Blending Jungian Psychology and Photography

Archive for the ‘empathy’ tag

Understanding Others

without comments

I’ve chosen a different photo today, one that is decidedly more messy, more full of life.  When I first came to China in August of 2006, I took a stroll down this street.  The left side was much like the right side, jam-packed with small shops and apartments that hugged a narrow street, a stark contrast to the city area in which I live which has wide streets with boulevards filled with grass, roses and sculpted bushes.  My first taste of street food was on this street in a little tarp-covered stall that sold noodle and dumpling soup to construction workers for the most part.  It still remains, at least in this small section, a messy place bursting with life.

Understanding all of this “life” that I encounter in China is problematic for me, and probably everyone else as well.  How can I really be expected to understand a foreign culture, let alone my own culture when I struggle with understanding myself.  It is a rare person who can say with honesty that he or she truly understands him or her “self.”

“Understanding oneself is difficult enough; understanding others is their responsibility, if they are inclined to do so and have a mind for it.  What one can know of another is just the tip of an iceberg; the far greater part of anyone’s personal identity is beyond the ken of an outsider.  For that matter, those who have worked on themselves enough to be comfortable with who they are – as opposed to those arrogant souls who are simply narcissistic – do not need, nor do the ask, to be understood by others.  I am what I am; take it or leave it..
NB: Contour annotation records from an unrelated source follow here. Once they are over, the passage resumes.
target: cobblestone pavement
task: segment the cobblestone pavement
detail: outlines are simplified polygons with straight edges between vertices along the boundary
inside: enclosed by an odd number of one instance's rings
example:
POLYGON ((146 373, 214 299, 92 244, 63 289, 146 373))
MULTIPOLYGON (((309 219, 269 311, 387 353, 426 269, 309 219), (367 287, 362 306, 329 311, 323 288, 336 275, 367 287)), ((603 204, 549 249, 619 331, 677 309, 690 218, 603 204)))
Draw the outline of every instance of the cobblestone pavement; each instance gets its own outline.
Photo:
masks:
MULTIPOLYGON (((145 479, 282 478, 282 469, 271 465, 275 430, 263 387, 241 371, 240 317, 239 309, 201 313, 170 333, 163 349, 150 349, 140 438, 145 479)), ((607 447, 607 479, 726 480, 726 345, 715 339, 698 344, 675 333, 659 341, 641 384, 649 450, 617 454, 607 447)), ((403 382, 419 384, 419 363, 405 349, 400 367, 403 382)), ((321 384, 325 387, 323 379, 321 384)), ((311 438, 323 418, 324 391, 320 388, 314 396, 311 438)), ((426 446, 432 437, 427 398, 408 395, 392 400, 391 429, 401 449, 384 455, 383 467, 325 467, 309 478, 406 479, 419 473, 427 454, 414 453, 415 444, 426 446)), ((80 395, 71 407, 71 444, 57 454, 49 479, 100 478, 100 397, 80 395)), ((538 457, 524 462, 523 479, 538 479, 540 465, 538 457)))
The appropriate attitude for a long-term relationship is not understanding, but acceptance.  Each accepts the other, to the extent one can, and makes no issue of the rest.  This is not easy.  It means accepting not only the loved one’s persona, but also his or her shadow and other complexes.  It certainly requires empathy, but it also involves a mutual acknowledgement that one is responsible only for oneself.”  (Sharp, Jungian Psychology Unplugged, pp 74-75)
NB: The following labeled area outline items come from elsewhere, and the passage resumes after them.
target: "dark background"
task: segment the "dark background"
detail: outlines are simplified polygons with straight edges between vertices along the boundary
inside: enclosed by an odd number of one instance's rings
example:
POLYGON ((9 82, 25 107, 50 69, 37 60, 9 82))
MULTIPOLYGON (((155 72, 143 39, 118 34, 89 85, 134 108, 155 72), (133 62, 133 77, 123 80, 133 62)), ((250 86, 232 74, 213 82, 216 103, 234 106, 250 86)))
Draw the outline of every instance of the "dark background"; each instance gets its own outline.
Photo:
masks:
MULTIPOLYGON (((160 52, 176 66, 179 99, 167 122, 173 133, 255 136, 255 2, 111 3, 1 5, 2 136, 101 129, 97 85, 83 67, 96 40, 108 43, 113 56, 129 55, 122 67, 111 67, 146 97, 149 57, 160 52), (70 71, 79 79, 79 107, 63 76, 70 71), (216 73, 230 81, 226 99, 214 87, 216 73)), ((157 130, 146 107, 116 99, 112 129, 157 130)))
What I am learning to apply to my relationship with those I hold closest to me in my life, I am learning to use here in China as I build relationships with a country, a swirling mass of conflicting cultures, and the few individuals who see me and are willing to allow me into their orbit of relationships whether as friend, colleague, teacher or simply “laowai.”

Gaia

with 3 comments

I am bringing another photo from a file I have set up called “anima.”  I took this photo about eight years ago while travelling through the Canadian Rocky Mountains.  For those interested, this particular site overlooks Canmore, Alberta.  As with a few other “anima” photos I have presented here, I am continuing with the use of “blue” in order to evoke the Great Mother, Gaia.
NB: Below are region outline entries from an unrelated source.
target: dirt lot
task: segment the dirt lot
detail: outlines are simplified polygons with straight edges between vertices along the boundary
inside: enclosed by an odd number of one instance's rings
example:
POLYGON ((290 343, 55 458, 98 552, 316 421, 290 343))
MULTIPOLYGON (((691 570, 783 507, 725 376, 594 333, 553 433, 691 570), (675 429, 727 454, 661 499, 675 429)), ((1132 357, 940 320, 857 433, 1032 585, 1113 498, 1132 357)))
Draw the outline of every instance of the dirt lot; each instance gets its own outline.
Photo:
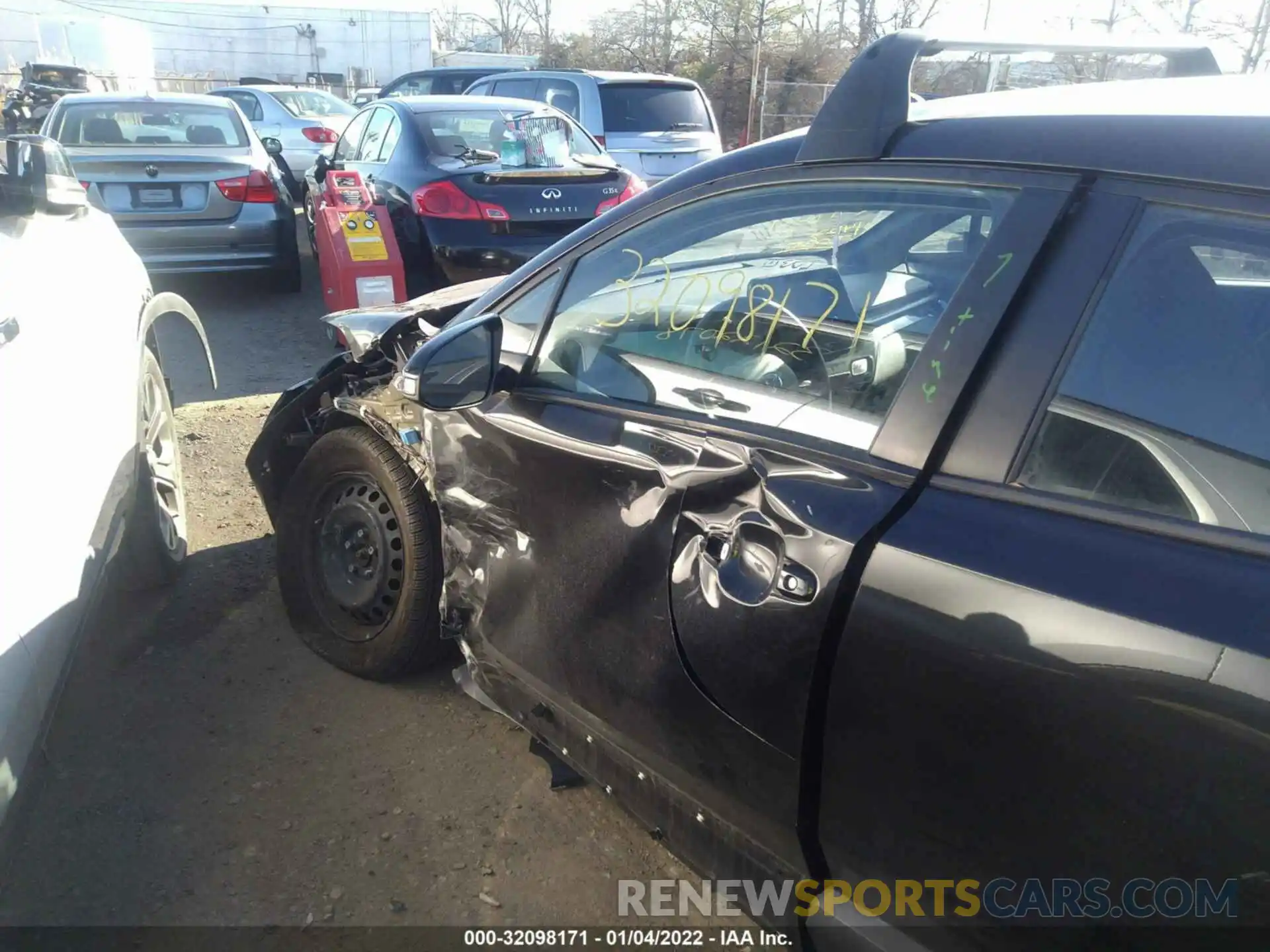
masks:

If Gaia was able to take human form, then I would see her as standing on the heights looking down at all that she created with a sense of sadness.  There is little doubt that “man” has run wild in his dominion over her creations.  Consciously we know that every act we perform effects the whole in some manner.  There is no escaping this fact.  Yet we bury our heads in hopes that if we “don’t know” that somehow we won’t be held accountable, that somehow what we do will slip by without affecting the whole, without being noticed.  This is where we get into our biggest troubles – the disconnect with our own soul, our own spirit.

So what do we do?  What can we do?

All that Jung offers, and it may be as much as can be offered, is the suggestion that the individual stay in conscious dialogue with that inner power which is the source of the world’s religions.  Perhaps the only hope in the end is the inner dialogue carried out on behalf of the emergence of the safer myth.  Jung valued the individual’s contribution to its emergence as the greatest contribution one could make to humanity.  More, Jung implies that fidelity to this inner voice is fidelity to a power whose ultimate intent is personal vitality, the integration of the individual’s multiplicity through the balance of inner opposites, and a progressive empathy for the world beyond.”  (Dourley, A Strategy For a Loss of Faith, pp 136-137)

So this, then, is my task – do the work of journeying towards wholeness, living the journey, and sharing this journey here.  There is more, but for now, it is enough.